Burma

Myanmar’s Educators Resist Pressure From Junta to Reopen Universities, Schools

By The Irrawaddy 19 May 2021

Myanmar’s striking educators and administrative staff are continuing their anti-regime action despite pressure from the regime to return to work and reopen universities and schools.

The junta has recently targeted striking educators and administrative staff who refused to serve under military rule with arrests, warrants and suspensions from their jobs.

Since the last week of April, the regime has been issuing arrest warrants against teachers and education staff who joined the Civil Disobedience Movement (CDM) on charges of incitement.

As of Tuesday, 220 teachers, including professors, headmasters and headmistresses, education officers and officials, have been put on the list.

A number of teachers who went on the strike were recently arrested, charged or sentenced. Announcements of suspensions from their jobs were also issued.

Regardless of the growing threats, many striking educators and staff carry on their resistance against the junta.

Teachers take part in a sit-in protest against the military coup on Feb. 9, few days after the military staged coup. (Photo: The Irrawaddy)

Myanmar Teachers’ Federations said about 60 percent of the academics at universities and colleges resisted the junta’s reopening of campuses. The junta announced the reopening on May 5 of universities and colleges that had been closed for more than a year due to the COVID-19 pandemic.

Those striking academics, more than 19,000 out of a total of 35,000 teachers in universities, colleges, have been suspended from their jobs for carrying on their strike against the regime.

And in public schools for basic education, more than 100,000 teachers and education staff out of a total of 450,000 [that is around 27 percent] joined the CDM, according to an initial announcement by the Ministry of Education on April 23.

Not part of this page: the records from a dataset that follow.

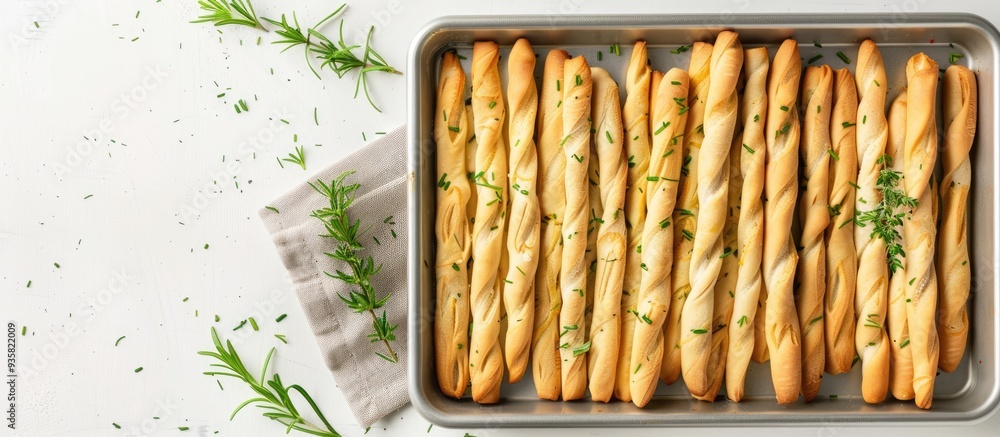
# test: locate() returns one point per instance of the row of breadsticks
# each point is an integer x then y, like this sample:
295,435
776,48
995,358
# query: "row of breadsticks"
698,226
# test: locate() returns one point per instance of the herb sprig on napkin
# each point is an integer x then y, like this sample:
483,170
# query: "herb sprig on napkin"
347,234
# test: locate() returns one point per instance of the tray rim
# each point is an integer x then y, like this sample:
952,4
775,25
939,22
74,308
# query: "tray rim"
653,21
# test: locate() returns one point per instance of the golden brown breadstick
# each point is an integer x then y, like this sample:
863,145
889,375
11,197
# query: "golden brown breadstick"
725,288
635,114
453,233
751,222
919,156
960,105
594,213
486,358
686,212
713,183
545,362
525,217
871,299
667,120
841,258
814,214
573,344
901,362
780,191
471,146
611,240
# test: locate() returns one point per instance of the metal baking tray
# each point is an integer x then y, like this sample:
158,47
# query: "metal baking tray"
966,395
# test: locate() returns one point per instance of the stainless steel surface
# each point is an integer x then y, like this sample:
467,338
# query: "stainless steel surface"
966,395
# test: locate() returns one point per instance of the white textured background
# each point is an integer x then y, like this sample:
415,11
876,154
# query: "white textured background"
157,139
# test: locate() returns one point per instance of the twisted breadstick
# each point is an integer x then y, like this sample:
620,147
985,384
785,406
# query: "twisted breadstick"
871,300
595,212
611,240
841,259
636,119
713,183
685,215
486,360
524,220
452,230
577,88
960,104
901,361
780,191
919,155
471,147
814,214
545,362
751,222
725,288
657,234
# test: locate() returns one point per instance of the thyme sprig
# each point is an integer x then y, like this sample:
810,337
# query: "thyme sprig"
887,216
272,395
348,234
337,56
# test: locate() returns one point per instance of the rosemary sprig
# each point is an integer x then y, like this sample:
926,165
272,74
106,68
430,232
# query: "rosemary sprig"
348,236
222,13
299,157
337,56
884,218
271,395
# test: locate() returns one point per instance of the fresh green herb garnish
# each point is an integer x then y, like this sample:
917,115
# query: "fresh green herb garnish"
347,234
271,395
884,218
338,56
299,157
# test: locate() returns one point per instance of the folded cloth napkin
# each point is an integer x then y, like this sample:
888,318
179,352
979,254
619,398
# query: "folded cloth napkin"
380,168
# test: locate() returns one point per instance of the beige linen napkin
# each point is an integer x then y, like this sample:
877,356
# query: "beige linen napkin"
373,386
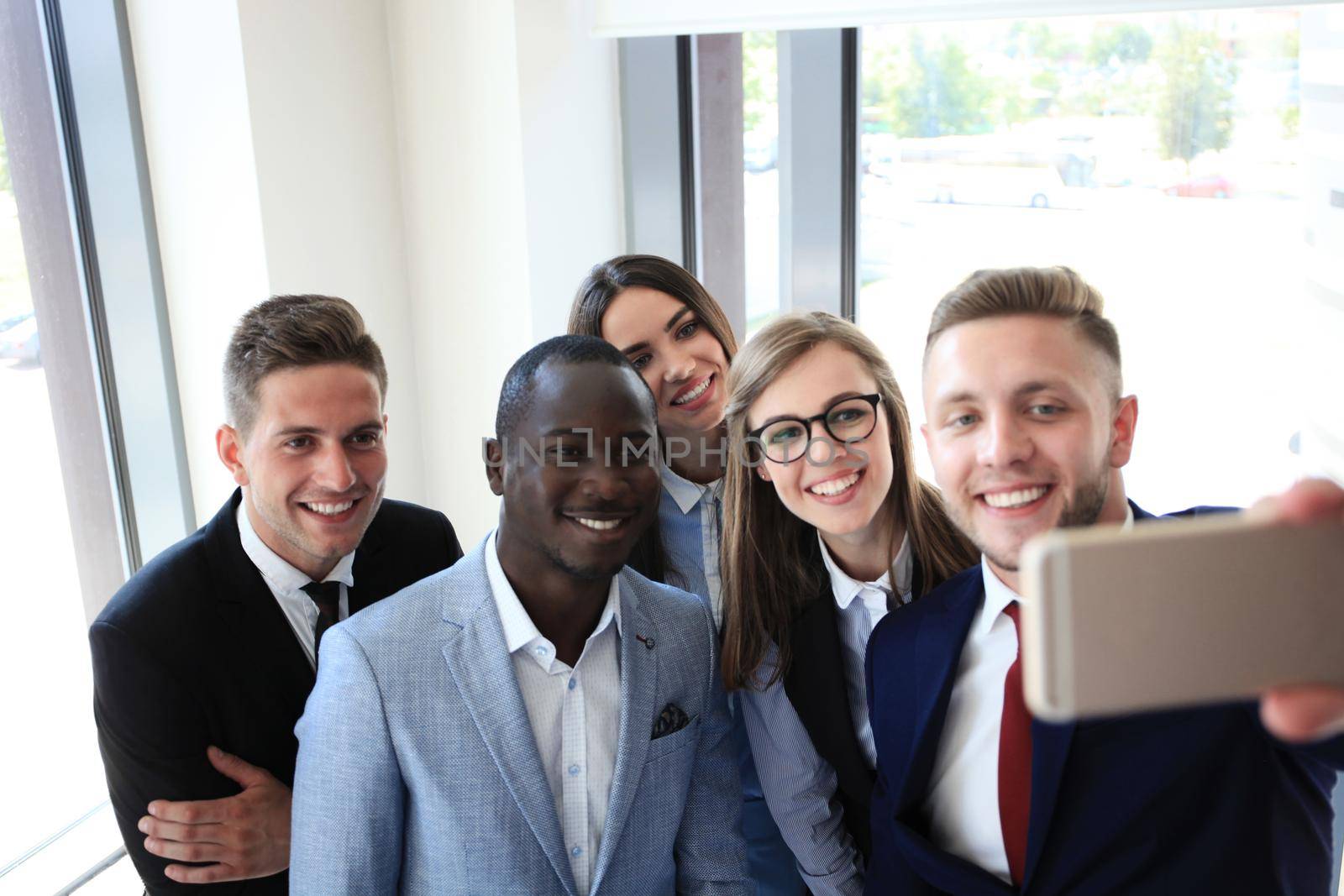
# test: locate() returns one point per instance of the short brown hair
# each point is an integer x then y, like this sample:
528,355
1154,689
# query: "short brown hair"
293,331
1053,291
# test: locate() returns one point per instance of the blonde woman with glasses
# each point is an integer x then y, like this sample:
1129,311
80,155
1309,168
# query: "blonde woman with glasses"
826,530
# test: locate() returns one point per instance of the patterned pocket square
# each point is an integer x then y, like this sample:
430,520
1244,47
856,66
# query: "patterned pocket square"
671,720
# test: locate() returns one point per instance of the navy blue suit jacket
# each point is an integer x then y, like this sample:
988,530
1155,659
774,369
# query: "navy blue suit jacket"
1193,801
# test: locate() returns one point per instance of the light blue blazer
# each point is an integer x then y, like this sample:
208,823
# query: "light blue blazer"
418,770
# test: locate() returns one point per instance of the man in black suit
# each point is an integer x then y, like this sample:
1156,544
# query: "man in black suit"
205,658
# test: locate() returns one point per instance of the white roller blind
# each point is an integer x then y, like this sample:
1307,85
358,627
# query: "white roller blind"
647,18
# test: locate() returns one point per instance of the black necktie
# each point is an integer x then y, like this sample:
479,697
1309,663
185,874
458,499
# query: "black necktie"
327,597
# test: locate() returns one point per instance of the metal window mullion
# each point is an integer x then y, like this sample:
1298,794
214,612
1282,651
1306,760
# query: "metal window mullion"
87,248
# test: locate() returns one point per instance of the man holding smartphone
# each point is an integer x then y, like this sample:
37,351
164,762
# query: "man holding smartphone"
1028,430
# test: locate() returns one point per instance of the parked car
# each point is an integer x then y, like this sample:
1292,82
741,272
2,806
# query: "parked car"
15,320
20,340
1207,187
759,150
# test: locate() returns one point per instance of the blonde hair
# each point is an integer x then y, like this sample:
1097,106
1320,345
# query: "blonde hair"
1053,291
770,564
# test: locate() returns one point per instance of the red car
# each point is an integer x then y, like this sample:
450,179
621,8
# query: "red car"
1210,187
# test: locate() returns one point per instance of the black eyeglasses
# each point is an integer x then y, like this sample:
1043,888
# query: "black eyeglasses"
850,419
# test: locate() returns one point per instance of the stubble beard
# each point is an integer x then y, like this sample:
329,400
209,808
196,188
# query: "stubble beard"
1082,510
293,535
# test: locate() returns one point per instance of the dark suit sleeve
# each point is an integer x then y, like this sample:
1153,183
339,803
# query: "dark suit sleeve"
154,739
454,550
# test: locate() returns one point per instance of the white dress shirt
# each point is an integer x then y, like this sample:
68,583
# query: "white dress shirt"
862,606
691,524
963,801
286,584
575,714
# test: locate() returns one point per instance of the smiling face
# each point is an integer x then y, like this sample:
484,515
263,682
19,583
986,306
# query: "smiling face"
575,500
313,463
839,490
675,354
1025,432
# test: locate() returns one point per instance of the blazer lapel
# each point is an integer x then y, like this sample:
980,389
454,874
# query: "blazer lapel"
638,694
1048,754
366,571
266,642
938,645
483,671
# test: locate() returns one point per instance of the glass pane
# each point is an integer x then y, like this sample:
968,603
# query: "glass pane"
761,175
57,821
1158,155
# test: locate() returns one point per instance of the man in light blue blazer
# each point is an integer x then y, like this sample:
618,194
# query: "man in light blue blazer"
535,719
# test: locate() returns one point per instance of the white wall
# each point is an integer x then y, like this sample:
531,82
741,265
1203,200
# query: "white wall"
202,170
456,92
569,97
450,167
328,176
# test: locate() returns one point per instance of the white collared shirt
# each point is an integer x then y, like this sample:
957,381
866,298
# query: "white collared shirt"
575,714
862,606
691,524
963,799
286,584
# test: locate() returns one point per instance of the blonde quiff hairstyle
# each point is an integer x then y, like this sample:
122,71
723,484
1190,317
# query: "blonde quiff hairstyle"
770,563
1050,291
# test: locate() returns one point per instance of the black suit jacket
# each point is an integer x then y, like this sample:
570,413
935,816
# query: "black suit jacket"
194,651
815,685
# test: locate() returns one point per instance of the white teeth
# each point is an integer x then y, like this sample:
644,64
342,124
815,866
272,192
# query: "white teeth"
601,526
1018,499
835,486
694,394
329,510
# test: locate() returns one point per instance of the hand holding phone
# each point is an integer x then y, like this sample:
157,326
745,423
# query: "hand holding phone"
1179,613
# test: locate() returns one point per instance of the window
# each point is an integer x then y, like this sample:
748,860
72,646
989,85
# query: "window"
89,495
761,175
1159,156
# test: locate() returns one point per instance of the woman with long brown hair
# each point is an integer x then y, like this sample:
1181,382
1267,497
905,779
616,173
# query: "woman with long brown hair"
826,530
680,342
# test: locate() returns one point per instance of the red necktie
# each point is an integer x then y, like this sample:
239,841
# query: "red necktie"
1015,763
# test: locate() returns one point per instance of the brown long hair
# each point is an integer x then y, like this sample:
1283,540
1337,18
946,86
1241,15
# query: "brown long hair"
613,277
604,282
770,566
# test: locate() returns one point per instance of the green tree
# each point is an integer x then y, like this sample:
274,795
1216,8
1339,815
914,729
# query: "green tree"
1038,40
1195,107
1126,43
940,93
759,76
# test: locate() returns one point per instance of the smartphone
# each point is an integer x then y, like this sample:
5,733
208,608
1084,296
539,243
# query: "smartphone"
1178,613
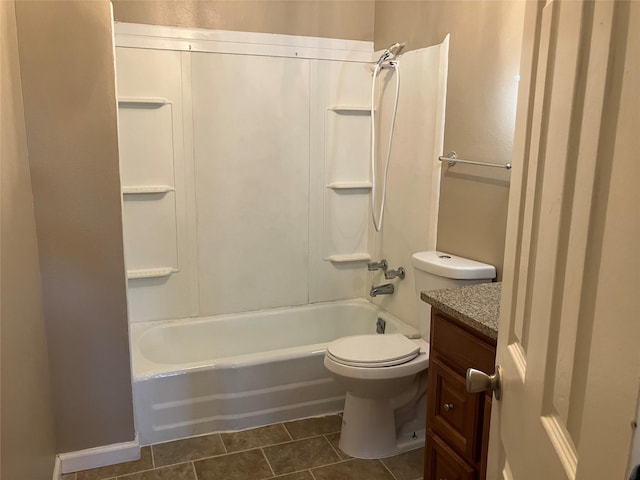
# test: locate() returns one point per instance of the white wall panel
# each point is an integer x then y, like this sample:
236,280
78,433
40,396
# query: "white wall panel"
151,143
340,145
411,210
251,153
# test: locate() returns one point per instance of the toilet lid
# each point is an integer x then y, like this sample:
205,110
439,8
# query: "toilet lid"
373,350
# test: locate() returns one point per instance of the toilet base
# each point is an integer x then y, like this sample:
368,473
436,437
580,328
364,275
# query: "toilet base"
380,437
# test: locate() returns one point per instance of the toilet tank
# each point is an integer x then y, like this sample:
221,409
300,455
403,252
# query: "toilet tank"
434,270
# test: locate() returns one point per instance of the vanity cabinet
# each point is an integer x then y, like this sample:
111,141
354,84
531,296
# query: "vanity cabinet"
457,421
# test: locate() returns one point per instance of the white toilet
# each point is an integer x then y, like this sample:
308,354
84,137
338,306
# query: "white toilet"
385,375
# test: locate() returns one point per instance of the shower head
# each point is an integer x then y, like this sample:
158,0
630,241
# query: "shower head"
391,52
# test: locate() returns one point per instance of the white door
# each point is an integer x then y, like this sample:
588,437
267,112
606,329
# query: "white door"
569,339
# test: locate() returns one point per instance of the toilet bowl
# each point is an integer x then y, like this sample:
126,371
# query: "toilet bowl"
384,375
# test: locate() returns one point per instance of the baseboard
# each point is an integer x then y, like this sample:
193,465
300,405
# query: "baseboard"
98,456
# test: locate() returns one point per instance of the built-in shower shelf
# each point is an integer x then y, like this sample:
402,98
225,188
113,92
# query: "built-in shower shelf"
350,186
151,273
349,257
351,110
146,189
148,102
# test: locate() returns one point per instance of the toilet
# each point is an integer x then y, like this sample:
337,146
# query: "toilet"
385,375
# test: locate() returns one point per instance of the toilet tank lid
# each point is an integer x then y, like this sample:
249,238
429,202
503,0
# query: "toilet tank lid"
451,266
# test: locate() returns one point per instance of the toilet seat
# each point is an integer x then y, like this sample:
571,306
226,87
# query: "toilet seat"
373,351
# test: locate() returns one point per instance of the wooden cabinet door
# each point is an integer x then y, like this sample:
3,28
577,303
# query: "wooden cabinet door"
442,463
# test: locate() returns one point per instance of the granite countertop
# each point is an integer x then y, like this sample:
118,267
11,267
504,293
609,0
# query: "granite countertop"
477,306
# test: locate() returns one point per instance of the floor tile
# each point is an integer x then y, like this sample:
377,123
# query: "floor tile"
145,463
306,475
311,427
300,455
334,440
406,466
183,471
193,448
249,465
355,469
257,437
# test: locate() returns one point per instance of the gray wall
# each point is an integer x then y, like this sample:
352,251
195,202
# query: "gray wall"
315,18
484,60
68,81
27,444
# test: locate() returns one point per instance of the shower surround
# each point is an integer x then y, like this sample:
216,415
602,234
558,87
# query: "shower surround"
246,179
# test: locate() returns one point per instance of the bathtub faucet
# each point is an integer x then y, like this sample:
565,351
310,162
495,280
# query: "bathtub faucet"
400,273
386,289
382,265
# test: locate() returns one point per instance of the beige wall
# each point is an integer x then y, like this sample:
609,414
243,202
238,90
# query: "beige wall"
316,18
27,439
67,67
483,63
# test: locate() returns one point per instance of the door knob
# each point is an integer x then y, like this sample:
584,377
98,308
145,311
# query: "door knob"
478,381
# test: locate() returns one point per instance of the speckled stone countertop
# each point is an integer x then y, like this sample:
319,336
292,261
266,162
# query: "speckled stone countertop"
477,306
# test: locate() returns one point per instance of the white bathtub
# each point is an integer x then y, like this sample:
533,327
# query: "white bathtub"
231,372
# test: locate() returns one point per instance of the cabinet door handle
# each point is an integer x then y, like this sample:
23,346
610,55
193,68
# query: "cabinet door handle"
478,381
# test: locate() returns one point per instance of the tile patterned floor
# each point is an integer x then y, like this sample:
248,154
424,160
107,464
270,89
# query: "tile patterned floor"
300,450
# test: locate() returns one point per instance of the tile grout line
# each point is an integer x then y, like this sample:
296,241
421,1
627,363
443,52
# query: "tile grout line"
273,474
287,430
331,444
384,465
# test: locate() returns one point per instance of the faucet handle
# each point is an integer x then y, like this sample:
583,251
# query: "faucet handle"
382,265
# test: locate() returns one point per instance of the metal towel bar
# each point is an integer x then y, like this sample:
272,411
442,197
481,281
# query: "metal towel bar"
452,159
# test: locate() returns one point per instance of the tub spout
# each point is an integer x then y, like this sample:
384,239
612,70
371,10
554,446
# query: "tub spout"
386,289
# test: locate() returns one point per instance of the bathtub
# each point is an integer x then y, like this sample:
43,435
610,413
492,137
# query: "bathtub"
231,372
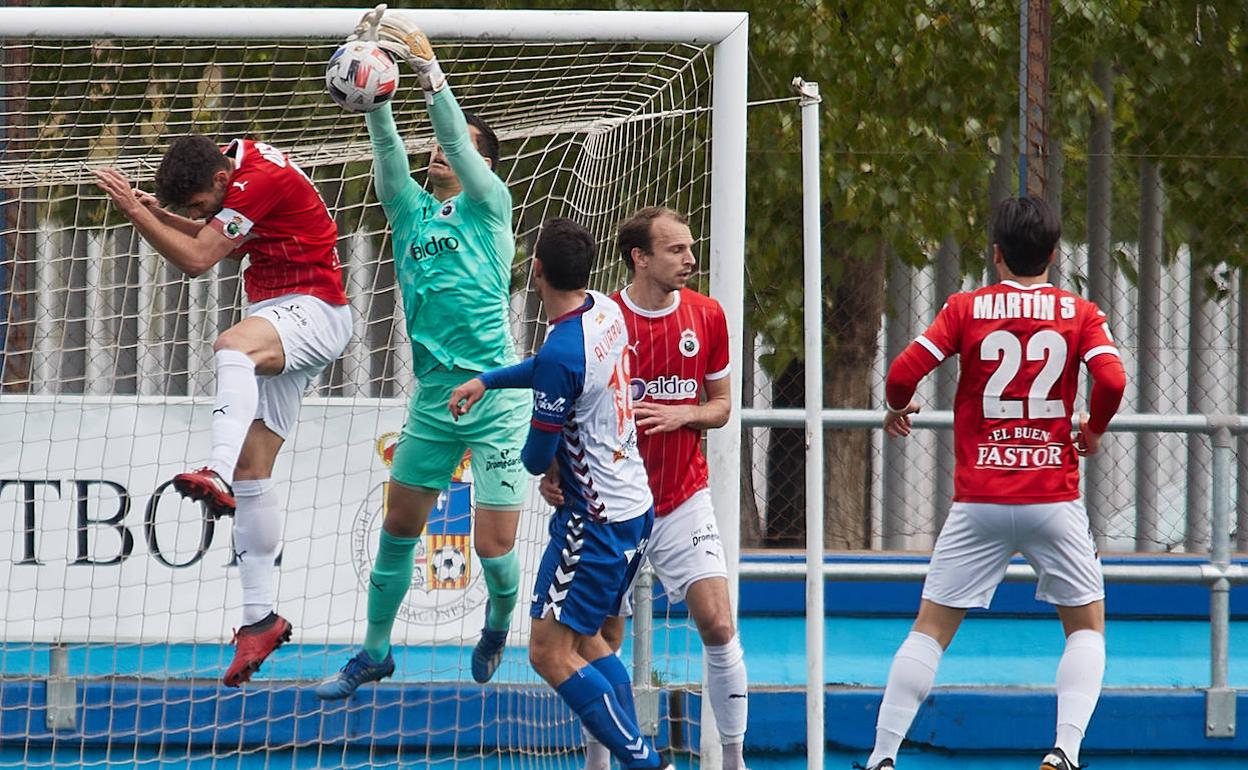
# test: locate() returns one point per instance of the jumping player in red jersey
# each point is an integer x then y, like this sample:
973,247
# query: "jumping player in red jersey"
1016,486
679,375
248,200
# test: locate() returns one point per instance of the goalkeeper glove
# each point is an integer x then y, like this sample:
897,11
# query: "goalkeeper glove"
398,35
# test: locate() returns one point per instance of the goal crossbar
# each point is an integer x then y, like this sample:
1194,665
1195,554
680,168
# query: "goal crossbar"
487,25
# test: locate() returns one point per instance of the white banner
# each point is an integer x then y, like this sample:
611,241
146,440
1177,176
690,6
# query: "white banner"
102,549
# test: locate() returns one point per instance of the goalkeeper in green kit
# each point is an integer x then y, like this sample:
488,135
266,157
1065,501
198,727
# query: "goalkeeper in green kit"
453,250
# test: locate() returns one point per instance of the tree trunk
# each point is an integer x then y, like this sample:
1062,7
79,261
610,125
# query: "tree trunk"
851,326
786,468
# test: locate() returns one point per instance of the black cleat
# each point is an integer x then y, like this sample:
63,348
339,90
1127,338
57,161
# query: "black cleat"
1056,759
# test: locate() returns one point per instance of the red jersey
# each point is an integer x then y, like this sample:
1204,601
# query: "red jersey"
1020,348
674,352
278,219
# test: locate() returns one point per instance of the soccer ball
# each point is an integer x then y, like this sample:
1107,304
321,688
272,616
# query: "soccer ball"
361,76
448,564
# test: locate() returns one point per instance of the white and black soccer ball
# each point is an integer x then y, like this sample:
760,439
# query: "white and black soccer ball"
448,564
361,76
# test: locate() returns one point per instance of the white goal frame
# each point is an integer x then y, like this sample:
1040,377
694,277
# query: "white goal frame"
725,31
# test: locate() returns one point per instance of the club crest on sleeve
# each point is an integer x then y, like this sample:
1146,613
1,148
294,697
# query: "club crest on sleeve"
689,343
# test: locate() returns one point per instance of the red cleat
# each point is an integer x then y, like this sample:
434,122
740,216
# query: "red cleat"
253,644
207,486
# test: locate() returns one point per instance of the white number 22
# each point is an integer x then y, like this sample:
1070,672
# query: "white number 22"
1047,346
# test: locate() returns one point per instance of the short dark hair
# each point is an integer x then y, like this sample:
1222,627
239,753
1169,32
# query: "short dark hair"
1027,231
488,146
634,232
567,252
187,169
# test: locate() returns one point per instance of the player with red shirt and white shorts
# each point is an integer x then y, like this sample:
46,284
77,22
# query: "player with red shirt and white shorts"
679,357
248,200
1021,345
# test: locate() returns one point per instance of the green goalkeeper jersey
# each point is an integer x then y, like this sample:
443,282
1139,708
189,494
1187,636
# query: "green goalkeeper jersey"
453,257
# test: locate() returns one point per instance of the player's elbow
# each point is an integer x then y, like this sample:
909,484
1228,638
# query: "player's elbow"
536,461
1110,375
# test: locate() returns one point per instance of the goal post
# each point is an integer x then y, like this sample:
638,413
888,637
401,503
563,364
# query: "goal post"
106,378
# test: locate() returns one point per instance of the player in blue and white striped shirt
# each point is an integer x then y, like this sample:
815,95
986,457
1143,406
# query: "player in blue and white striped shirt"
583,421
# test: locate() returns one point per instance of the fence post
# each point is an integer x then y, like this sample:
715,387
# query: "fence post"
813,326
1219,703
645,693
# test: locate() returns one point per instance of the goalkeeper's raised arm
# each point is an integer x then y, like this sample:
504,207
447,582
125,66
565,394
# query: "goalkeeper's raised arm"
471,152
453,250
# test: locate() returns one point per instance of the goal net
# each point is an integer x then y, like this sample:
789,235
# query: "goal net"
120,597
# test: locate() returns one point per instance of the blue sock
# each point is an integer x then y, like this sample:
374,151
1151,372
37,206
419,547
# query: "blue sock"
613,670
593,699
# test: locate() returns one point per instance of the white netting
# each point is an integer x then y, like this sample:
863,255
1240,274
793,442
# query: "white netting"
107,381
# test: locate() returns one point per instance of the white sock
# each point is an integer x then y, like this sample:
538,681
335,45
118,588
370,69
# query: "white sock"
728,692
597,755
734,755
910,679
257,537
1078,688
234,409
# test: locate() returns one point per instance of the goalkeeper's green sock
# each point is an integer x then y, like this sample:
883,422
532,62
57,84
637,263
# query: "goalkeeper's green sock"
387,587
503,580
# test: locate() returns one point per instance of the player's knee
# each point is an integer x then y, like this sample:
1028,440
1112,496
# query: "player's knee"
227,341
718,630
613,634
539,658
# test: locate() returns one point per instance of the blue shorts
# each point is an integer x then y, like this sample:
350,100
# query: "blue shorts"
588,568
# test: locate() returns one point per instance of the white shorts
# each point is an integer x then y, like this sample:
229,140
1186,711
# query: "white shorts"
979,539
684,548
313,335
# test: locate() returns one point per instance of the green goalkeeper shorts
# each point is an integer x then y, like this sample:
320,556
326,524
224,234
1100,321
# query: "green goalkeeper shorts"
432,443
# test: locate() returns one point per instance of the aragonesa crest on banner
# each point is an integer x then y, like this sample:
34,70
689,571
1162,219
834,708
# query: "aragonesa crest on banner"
446,584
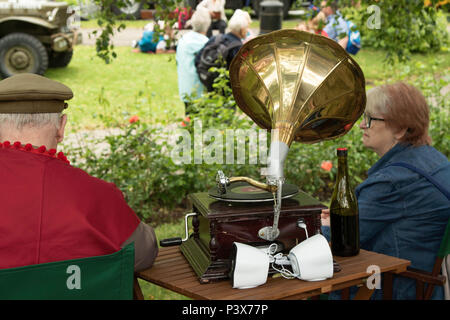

Starting on May 7, the junta has issued suspension orders to striking teachers and education staff at public schools nationwide. Among those who have been suspended are custodial staff, security officers at schools, lab technicians, teachers, principals and officials under the basic education department of Ministry of Education.

“The reopening of the schools is just to show the country is well under the control of the military rather than concern for disrupted education,” an official from the teachers’ federation, who asked to be anonymous, told The Irrawaddy.

He said that though some CDM teachers relented and returned to work in fear of being arrested after the junta ramped up detention, many of them would carry on the strike until the military regime collapses.

“We are determined to continue the fight until the fall of the dictatorship and return of a civilian government elected by the people,” said the official, who himself was recently suspended from one of Yangon universities.

A teacher from Yangon Region who was recently suspended from her job said she is proud to stand against injustice even though it meant she had to give up of a job she adored.

“I will only return to work under our elected civilian government,” she added.

Facing a shortage of educators, the military regime is recruiting lecturers and is planning to give promotions to non-CDM professors to replace striking academics. In public schools, the regime is calling for daily wage teachers to substitute for teachers on strike.

Meanwhile, the regime continues to pressure striking educators to give in. In some cases, the junta has arrested the relatives of teachers, holding them as hostages to force teachers to return to work.

Students boycott against ‘military’s slave education’

It is not only teachers, but also students who are boycotting the “military’s slave education.” Student protesters said they won’t attend or enroll the classes under the regime whose forces have killed hundreds of youths including high school students and children.

The teachers’ federation predicted about 80 to 90 percent of university students boycotted classes by refusing to attend or enroll.

The junta also plans to open public schools on June 1, but many students have expressed that they don’t want education under the dictatorship.

Parents have also expressed concern for the safety of their children due to the likelihood of violence amid the regime forces’ continuing brutal actions against civilians.

Making matters worse, a number of schools across the country were set on fire or bombed with homemade grenades by unknown attackers. The regime claimed that school attacks were carried out by “rioters,” using its label for anti-regime protesters. The Irrawaddy can’t independently verify the junta’s claims. Despite the attacks on schools, the regime still insists it will open schools as scheduled on June 1. During a press conference last week, a regime spokesperson said the regime would provide enough security for schools but refused to reveal any details, citing security matters.

Students from Yadanabon University in Mandalay continued their protest movement against the military junta on May 9 morning. (Photo: CJ)

Meanwhile risk of contracting COVID-19 is also another cause of concern as Myanmar still detects a dozen cases daily. The regime has said it would deliver facial masks and shields to students free of charge.

A high school student said he and his friends wouldn’t return to school until the revolution prevails. “We will go to school only when Grandma Suu [State Counselor Daw Aung San Suu Kyi who was put under detention at the time of the Feb. 1 coup] is released.”